Adorno, reklamı kültür endüstrisinin yaşama iksiri olarak kabul eder. Reklam, kültür endüstrisinin varlığını devam ettirmesinde ve nüfuzunu giderek artırmasında en önemli rolü oynar.
Kitle kültürü totaliter devlet anlayışının egemenliği altındadır. Adorno ve Horkheimer’e göre, kapitalist toplumun ekonomik gelişmesine ideolojik destek sağlayan ve kitle iletişim araçları ile çalışan “kültür endüstrisi”, bireyin içsel özgürlüğünün “yanılsamalı da olsa belli bir avantaja” sahip olmasına bile izin vermemektedir.
Kültür endüstrisi, günlük yaşamın sorumluluklarından, ağır ve sıkıcı işlerinden çok az bir çaba ile kaçış sağlayarak, zihinsel “oyalanma” ve uzaklaşma yaratır. Bu amaca ulaşmak için bazı standardizasyon teknikleri kullanır, sıradan tepki mekanizmaları geliştirir, sözde bir bireysellik için uygun yollar gösterir. Ancak Adorno’ya göre, kültür endüstrisinin sunduğu bu kaçış, gerçek bir kaçış değildir; onun sağladığı kaçış ve dinlenme, insanları yalnızca yaşamlarındaki temel baskılardan uzaklaştırmaya ve çalışma azimlerini yeniden yaratmaya hizmet eder.
Günümüzde, sermaye ile teknolojinin, eğitim ile eğlence sanayinin birleşiminden oluşan, eğlenceye enformasyon muamelesi yapan yeni bir form ortaya çıkmıştır. Bu form, “eğitim” ve “eğlence” kelimelerinin karışımından oluşan “Eğitlence” (infotaintment) adıyla günümüz literatürüne girmiştir. Eğitlence kavramı, eğitim teknolojilerinin ve multimedyanın eğlencenin biçimini değiştirme yollarını ve eğlencenin internetten politikaya hayatın pek çok alanını biçimlendiren formlarını içerir.

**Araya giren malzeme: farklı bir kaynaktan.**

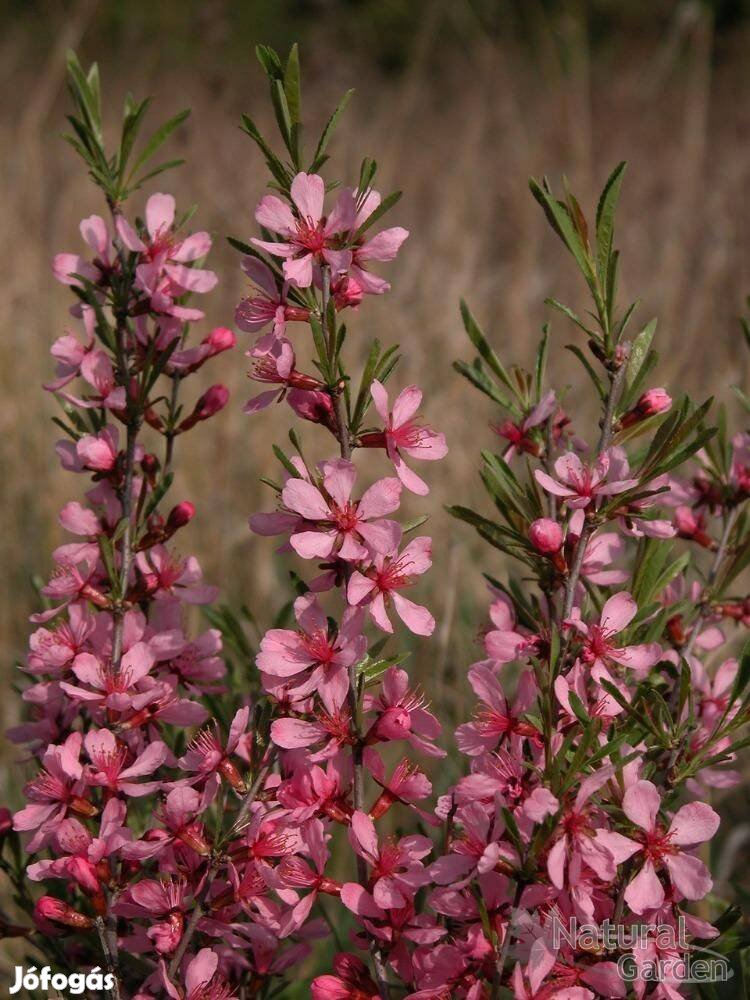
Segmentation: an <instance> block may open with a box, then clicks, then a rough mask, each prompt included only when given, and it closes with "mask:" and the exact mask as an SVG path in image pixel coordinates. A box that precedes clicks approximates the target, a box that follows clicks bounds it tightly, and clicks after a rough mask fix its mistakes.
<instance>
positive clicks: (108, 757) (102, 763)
mask: <svg viewBox="0 0 750 1000" xmlns="http://www.w3.org/2000/svg"><path fill="white" fill-rule="evenodd" d="M127 758H128V750H127V747H124V746H115V748H114V749H113V750H103V749H97V750H94V751H93V752H92V753H91V760H92V761H93V763H94V766H95V767H96V769H97V770H98V771H101V773H102V774H103V775H104V777H105V778H106V781H107V784H108V785H109V786H110V787H111V788H116V787H117V780H118V778H119V777H120V772H121V771H122V770H123V768H124V767H125V761H126V760H127Z"/></svg>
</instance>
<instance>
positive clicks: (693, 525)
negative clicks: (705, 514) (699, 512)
mask: <svg viewBox="0 0 750 1000" xmlns="http://www.w3.org/2000/svg"><path fill="white" fill-rule="evenodd" d="M674 523H675V526H676V528H677V534H678V536H679V537H680V538H687V539H689V540H690V541H691V542H696V543H697V544H698V545H701V546H702V547H703V548H704V549H715V548H716V542H715V541H714V539H713V538H711V536H710V535H709V534H708V533H707V531H706V526H705V521H704V519H703V516H702V515H697V516H696V514H694V513H693V511H692V510H691V509H690V508H689V507H678V508H677V510H676V511H675V516H674Z"/></svg>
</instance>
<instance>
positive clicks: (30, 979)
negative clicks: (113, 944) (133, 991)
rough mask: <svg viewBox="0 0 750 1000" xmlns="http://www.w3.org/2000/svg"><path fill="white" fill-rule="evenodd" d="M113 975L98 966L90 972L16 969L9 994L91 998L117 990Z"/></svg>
mask: <svg viewBox="0 0 750 1000" xmlns="http://www.w3.org/2000/svg"><path fill="white" fill-rule="evenodd" d="M115 985H116V983H115V977H114V975H112V973H109V972H102V970H101V969H100V968H99V967H98V966H97V967H96V968H94V969H92V970H91V971H90V972H70V973H68V972H56V971H55V970H53V969H51V968H50V966H49V965H45V966H44V967H43V968H41V969H38V968H37V967H36V966H35V965H32V966H31V967H30V968H28V969H25V968H24V967H23V966H22V965H17V966H16V967H15V981H14V983H13V985H12V986H11V987H10V989H9V990H8V992H9V993H10V994H11V996H13V995H15V994H16V993H20V992H21V990H22V989H23V990H26V992H27V993H36V992H40V993H46V994H49V993H50V991H51V990H54V991H55V992H56V993H63V994H65V993H67V994H68V995H69V996H73V997H79V996H90V995H91V994H96V993H105V992H112V991H113V990H114V988H115Z"/></svg>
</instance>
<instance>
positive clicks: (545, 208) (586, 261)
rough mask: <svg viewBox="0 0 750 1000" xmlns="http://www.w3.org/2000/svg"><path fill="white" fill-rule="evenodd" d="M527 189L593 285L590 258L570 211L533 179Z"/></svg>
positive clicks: (565, 205) (535, 180) (590, 258)
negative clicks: (530, 191) (534, 198)
mask: <svg viewBox="0 0 750 1000" xmlns="http://www.w3.org/2000/svg"><path fill="white" fill-rule="evenodd" d="M529 188H530V189H531V193H532V194H533V196H534V197H535V198H536V200H537V201H538V202H539V204H540V205H541V206H542V208H543V209H544V214H545V215H546V216H547V221H548V222H549V224H550V225H551V226H552V228H553V229H554V230H555V232H556V233H557V235H558V236H559V237H560V239H561V240H562V241H563V243H564V244H565V246H566V247H567V248H568V250H569V251H570V253H571V254H572V256H573V258H574V259H575V262H576V264H578V267H579V269H580V271H581V273H582V274H583V276H584V277H585V278H586V281H587V282H588V283H589V285H593V283H594V280H595V277H594V271H593V268H592V262H591V258H590V256H589V254H588V252H587V250H586V247H585V245H584V243H583V240H582V239H581V236H580V234H579V232H578V230H577V229H576V226H575V224H574V222H573V219H572V217H571V214H570V210H569V209H568V207H567V206H566V205H564V204H563V203H562V202H559V201H557V199H556V198H553V197H552V196H551V194H550V193H549V191H548V190H546V188H545V187H542V186H541V185H540V184H539V183H538V182H537V181H536V180H534V178H533V177H532V178H531V179H530V180H529Z"/></svg>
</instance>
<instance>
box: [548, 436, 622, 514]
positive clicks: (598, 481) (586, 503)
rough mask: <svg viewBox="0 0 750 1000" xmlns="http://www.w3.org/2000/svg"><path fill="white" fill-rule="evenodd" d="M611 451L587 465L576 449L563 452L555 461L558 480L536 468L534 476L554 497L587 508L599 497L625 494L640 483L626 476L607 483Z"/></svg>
mask: <svg viewBox="0 0 750 1000" xmlns="http://www.w3.org/2000/svg"><path fill="white" fill-rule="evenodd" d="M610 455H611V451H610V450H608V451H605V452H603V453H602V454H601V455H600V456H599V457H598V458H597V460H596V462H595V464H594V465H593V466H588V465H584V464H583V463H582V462H581V460H580V458H579V457H578V455H576V453H575V452H574V451H569V452H567V454H565V455H561V456H560V458H558V459H557V461H556V462H555V475H556V476H557V479H553V478H552V476H549V475H547V473H546V472H544V471H543V470H542V469H536V470H535V472H534V476H535V478H536V481H537V482H538V483H539V485H540V486H541V487H542V488H543V489H545V490H546V491H547V492H548V493H551V494H552V495H553V496H556V497H560V498H561V499H563V500H567V503H568V507H570V508H572V509H573V510H576V509H578V508H579V507H588V505H589V504H590V503H592V502H593V501H596V500H597V499H598V498H599V497H607V496H614V495H616V494H618V493H625V491H626V490H631V489H633V487H634V486H637V485H638V480H637V479H623V480H617V481H615V482H607V481H606V480H607V473H608V472H609V466H610Z"/></svg>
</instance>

Eğlence, geç kapitalizm koşullarında çalışmanın uzantısıdır. İçinde bulunduğu sistemin yarattığı sıkıntılarla yeniden yüzleşebilmek için ondan kaçmak isteyen kişilerin aradığı bir şeydir. Eğlenmek bir şey düşünmemek, acıyı unutmak demektir; bunun temelinde yatan şey güçsüzlüktür. Kültür endüstrisi, kültürün uzlaşmaz iki öğesini, sanat ile eğlenceyi bir amaç içinde bir araya getirir. Sözde içerik diye sunulan şey, sadece soluk bir ön plandır. Zihne kazınanlar, normlaştırılmış işlemlerin kendi kendine devinen devamlarıdır. İzleyici, kendine ait bir düşünce üretmeye gerek duymamalıdır. Düşünsel kapasite ön gören mantıksal bağlantılardan titizlikle kaçınılır. Olayların gelişimi mümkün olduğunca, bütünün ideasından değil, hemen öncelerinde var olan durumdan doğmalıdır.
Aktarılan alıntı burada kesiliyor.